Using inclusion exclusion principles,
How many arrangements of the $26$ different letters are there that contain either the sequence "the" or the sequence "aid"
Here are my workings, are they correct? or where did I go wrong?
let,
$N(A)=$ number of arrangements with the sequence "the"
$N(B)=$ number of arrangements with the sequence "aid"
$N(A\bigcap B)=$ number of arrangemtns with the sequence "the" and "aid"
Calculating $N(A)$:
$26$ letters in the alphabet, consider the sequence "the" as one super letter, leaving $23$ other letters. Then the total number or arrangements would be $24!$ (which is the super letter + remaining letters)
Calculating $N(B)$:
$26$ letters in the alphabet, consider the sequence "aid" as one super letter, leaving $23$ other letters. Then the total number or arrangements would be $24!$ (which is the super letter + remaining letters)

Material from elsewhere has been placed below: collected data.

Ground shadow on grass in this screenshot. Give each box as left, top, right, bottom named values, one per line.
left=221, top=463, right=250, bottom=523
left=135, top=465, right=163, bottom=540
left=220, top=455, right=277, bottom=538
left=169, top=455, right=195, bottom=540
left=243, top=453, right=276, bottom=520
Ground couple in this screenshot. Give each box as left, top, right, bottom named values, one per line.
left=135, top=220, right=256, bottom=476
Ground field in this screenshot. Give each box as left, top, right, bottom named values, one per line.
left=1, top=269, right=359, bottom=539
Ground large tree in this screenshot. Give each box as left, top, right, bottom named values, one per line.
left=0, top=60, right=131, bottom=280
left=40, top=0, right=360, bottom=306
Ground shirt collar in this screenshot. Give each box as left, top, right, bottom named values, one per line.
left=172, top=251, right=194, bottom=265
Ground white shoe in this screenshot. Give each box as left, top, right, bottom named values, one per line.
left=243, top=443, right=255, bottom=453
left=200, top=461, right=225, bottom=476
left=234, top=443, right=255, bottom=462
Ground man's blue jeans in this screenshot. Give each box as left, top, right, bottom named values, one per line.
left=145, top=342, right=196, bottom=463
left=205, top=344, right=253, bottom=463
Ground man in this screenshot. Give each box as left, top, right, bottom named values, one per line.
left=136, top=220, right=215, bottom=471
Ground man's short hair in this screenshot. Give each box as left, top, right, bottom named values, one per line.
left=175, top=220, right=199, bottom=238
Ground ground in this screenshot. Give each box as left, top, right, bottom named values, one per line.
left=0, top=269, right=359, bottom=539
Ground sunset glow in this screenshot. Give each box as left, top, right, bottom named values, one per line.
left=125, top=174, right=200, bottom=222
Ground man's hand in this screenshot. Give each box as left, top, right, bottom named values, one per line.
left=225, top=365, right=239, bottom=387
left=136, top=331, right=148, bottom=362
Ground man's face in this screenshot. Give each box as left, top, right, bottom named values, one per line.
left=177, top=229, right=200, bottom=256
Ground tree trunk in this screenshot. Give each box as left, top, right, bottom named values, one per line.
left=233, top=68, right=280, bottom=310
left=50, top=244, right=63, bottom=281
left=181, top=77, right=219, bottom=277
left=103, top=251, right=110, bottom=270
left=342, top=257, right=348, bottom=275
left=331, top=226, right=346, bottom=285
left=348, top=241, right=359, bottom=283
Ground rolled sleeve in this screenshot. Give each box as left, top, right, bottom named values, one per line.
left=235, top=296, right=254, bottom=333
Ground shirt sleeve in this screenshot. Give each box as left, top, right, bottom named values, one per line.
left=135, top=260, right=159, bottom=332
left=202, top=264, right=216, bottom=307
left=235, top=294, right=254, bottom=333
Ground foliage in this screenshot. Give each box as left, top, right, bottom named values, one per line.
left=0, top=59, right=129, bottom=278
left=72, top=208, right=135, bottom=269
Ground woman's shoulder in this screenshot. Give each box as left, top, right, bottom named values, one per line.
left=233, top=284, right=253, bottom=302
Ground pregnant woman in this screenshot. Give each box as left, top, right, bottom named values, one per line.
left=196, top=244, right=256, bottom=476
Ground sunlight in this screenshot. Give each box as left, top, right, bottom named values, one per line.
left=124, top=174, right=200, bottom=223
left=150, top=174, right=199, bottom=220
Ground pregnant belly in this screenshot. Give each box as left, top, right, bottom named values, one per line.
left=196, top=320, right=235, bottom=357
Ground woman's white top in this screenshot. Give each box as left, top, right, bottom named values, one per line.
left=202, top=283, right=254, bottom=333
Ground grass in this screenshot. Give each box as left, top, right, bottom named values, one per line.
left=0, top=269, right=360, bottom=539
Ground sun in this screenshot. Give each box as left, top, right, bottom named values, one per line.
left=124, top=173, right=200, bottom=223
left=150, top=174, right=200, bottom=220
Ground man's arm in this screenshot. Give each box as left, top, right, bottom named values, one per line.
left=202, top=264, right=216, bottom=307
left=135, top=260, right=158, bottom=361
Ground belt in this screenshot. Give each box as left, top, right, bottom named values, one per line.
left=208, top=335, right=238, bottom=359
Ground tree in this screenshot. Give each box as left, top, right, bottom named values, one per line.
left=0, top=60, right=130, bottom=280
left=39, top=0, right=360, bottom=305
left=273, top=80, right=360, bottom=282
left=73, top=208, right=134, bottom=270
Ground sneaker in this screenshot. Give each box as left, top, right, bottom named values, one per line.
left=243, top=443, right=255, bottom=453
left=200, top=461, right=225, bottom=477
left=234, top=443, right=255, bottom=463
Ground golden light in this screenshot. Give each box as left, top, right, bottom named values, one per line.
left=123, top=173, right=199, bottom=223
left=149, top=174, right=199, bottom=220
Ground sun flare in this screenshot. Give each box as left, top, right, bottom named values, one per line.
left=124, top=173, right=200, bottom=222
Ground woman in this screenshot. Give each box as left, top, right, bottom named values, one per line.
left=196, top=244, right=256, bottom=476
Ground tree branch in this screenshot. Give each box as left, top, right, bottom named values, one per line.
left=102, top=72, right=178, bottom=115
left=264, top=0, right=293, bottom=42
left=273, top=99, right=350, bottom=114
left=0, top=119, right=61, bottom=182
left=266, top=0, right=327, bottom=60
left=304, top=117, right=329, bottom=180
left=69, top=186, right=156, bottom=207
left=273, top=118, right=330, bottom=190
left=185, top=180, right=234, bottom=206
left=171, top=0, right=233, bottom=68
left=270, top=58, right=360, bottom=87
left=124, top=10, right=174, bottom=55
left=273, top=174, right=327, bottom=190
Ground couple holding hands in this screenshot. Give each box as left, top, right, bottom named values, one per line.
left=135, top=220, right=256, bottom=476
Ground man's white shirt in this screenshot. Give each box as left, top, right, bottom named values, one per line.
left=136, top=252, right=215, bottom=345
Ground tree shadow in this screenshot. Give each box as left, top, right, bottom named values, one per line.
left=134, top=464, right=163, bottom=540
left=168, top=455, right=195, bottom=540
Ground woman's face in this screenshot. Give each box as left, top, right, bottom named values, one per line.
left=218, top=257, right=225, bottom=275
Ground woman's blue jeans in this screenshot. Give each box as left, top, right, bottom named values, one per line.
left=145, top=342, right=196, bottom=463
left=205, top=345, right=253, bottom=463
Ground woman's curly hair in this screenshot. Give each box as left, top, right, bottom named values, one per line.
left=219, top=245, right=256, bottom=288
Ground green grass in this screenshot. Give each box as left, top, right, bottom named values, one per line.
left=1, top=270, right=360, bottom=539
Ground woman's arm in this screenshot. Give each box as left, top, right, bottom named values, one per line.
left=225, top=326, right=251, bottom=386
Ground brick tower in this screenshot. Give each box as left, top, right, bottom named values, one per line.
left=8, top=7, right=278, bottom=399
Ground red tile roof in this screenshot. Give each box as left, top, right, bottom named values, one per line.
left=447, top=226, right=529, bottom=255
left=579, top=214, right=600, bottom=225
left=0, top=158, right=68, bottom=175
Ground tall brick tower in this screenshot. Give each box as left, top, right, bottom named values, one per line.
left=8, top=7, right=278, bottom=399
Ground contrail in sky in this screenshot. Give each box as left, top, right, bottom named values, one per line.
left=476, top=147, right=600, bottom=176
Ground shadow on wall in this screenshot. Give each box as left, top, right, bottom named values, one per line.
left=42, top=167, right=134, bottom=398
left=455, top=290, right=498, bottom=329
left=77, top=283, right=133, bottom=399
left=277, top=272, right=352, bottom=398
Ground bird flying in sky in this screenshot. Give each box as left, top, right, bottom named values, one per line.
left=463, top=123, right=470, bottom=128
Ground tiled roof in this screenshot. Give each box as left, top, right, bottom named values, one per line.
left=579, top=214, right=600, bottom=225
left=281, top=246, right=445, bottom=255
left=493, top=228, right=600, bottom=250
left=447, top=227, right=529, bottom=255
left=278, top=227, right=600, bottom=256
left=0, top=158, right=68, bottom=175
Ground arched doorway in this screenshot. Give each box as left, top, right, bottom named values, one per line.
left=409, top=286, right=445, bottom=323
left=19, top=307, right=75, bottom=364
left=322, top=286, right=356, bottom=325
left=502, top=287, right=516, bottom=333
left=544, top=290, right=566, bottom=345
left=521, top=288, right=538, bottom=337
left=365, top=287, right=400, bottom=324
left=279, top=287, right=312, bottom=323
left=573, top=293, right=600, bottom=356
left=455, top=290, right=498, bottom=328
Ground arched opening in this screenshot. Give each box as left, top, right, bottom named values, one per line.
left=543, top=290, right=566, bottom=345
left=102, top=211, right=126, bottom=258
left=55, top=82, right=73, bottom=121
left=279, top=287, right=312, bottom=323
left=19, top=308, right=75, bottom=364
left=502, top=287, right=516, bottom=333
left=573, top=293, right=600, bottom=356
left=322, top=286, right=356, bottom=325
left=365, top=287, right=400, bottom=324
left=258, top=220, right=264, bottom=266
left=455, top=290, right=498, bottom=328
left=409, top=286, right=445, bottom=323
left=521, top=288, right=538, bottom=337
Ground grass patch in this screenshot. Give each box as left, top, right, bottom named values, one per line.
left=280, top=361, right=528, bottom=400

Calculating $N(A\bigcap B)$:
$26$ letters in the alphabet, consider the sequence "the" and "aid" as two super letters, leaving $20$ other letters. Then the total number or arrangements would be $22!$ (which is the super letters + remaining letters)
Then $N(A) + N(B) - N(A\bigcap B) = 24! + 24! - 22!$
As already stated in the comments, your solution is correct. Your problem statement is a bit unclear, though, as “either/or” can be taken to mean “one or the other but not both”, which is apparently not what you meant.